Another notable production was the brilliant 1895 Christmas pantomime Djin Djin, the Japanese Bogie-man, which departed from the usual fairytale in both theme and production, with scenery from Gordon and his son Jack, Goatcher, and Spong, not to mention the performers, which included the riotously funny Billy Elton, music and libretto, in which the witty Dr Neild had a hand. Critics applauded Williamson for investing so heavily in an unproven venture.

== Theatre decoration ==
In 1880 Garner took over the lease of White's Rooms on King William Street, Adelaide, and gave it a total makeover, giving Gordon the responsibility for internal decoration. It was refitted as theatre known as Garner's Theatre, and after several changes of management and names, became the Majestic Theatre in 1916.

In 1886 he designed and decorated the interior of Melbourne's new Princess Theatre, built for "The Triumvirate" of Williamson, Musgrove and Garner.

== Other interests ==
Gordon was an accomplished painter in watercolours; at least one critic thought such pieces constituted his best work.

He has been mentioned as a tutor to Tom Roberts.

== Death and legacy ==
Late on the evening of 20 May 1899 Gordon took the tram from the Princess Theatre in Melbourne, down Nicholson Street to his residence at Grantown House.

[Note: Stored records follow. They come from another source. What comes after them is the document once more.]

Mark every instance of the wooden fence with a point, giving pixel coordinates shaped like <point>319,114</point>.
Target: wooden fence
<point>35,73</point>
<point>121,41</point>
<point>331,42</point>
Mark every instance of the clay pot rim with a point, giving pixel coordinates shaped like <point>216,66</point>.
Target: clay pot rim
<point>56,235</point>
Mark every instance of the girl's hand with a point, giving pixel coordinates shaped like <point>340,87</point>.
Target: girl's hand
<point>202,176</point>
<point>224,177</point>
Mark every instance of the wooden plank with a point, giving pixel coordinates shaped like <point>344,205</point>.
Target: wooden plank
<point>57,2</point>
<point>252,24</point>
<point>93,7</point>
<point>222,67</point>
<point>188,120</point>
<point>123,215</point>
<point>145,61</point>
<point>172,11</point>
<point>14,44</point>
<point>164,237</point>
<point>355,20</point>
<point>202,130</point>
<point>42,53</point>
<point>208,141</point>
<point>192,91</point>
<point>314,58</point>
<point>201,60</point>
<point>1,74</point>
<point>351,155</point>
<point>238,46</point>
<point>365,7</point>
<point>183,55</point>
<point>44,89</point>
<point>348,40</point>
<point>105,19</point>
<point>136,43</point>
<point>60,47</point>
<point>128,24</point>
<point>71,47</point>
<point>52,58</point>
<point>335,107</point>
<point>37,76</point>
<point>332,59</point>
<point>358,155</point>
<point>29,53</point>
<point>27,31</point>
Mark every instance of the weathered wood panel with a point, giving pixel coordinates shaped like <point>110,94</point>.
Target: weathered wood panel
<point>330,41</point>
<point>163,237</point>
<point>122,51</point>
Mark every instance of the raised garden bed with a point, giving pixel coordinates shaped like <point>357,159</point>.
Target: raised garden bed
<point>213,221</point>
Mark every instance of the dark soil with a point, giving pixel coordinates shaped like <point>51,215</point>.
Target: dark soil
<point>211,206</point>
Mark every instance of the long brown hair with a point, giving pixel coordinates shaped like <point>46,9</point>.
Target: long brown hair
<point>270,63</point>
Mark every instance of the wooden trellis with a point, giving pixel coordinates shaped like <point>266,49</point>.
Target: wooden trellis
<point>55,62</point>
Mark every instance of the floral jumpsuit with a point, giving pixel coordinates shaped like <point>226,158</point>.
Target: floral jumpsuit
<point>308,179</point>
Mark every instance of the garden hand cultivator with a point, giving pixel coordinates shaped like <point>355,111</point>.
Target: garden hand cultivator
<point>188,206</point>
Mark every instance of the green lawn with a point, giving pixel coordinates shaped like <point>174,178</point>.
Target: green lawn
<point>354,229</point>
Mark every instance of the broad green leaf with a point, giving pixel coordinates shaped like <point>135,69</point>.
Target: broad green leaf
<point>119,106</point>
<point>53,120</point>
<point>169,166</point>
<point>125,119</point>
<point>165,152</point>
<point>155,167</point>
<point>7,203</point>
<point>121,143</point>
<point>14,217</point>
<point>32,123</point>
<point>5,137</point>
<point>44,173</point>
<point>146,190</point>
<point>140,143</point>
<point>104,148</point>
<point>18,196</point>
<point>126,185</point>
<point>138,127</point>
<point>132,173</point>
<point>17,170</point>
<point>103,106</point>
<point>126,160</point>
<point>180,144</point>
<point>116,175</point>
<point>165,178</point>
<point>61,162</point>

He alighted, but then tripped and fell heavily and had to be assisted home. (Note: Though Gordon was well clear of the (stationary) vehicle, some newspapers called it a "tram accident".) His doctor, J. E. Neild, was called for, but he saw no reason to be concerned, and as George had clearly fallen asleep, promised Mrs Gordon he would return the next day to check on his condition. That day came, and Neild saw no cause for concern, but a few days later the condition was clearly deteriorating, with an abnormally fast pulse and elevated temperature. A Collins Street specialist was called, and the patient removed to a small private hospital. Sir Thomas Williams was called for, but he could add nothing to the diagnosis of concussion and possible skull fracture.
Gordon gave hopes for a recovery on the 10th, but died on the evening of 12 June. At the inquest Neild revealed that Gordon had on at least one occasion collapsed unconscious in what may have been an epileptic seizure.

Gordon was described by one critic as "unquestionably the greatest scene painter that ever came to Australia".

== John Gordon ==
George's son, "Jack" Gordon was born in London, and came to Australia at age seven with his parents. He studied painting at the Melbourne Gallery Art School, and for many years worked with his father. On the death of his father, he was promoted to head Williamson's scenic department. One of his most admired pieces was a backdrop of the Bay of Nagasaka [sic] for the first act of Madame Butterfly, starring Nellie Melba.

He was married, and had a home at 71 Lower Fort Street, Millers Point, New South Wales. He died aged 37.
He died at home after a brief illness. His remains were interred at the Waverley Cemetery.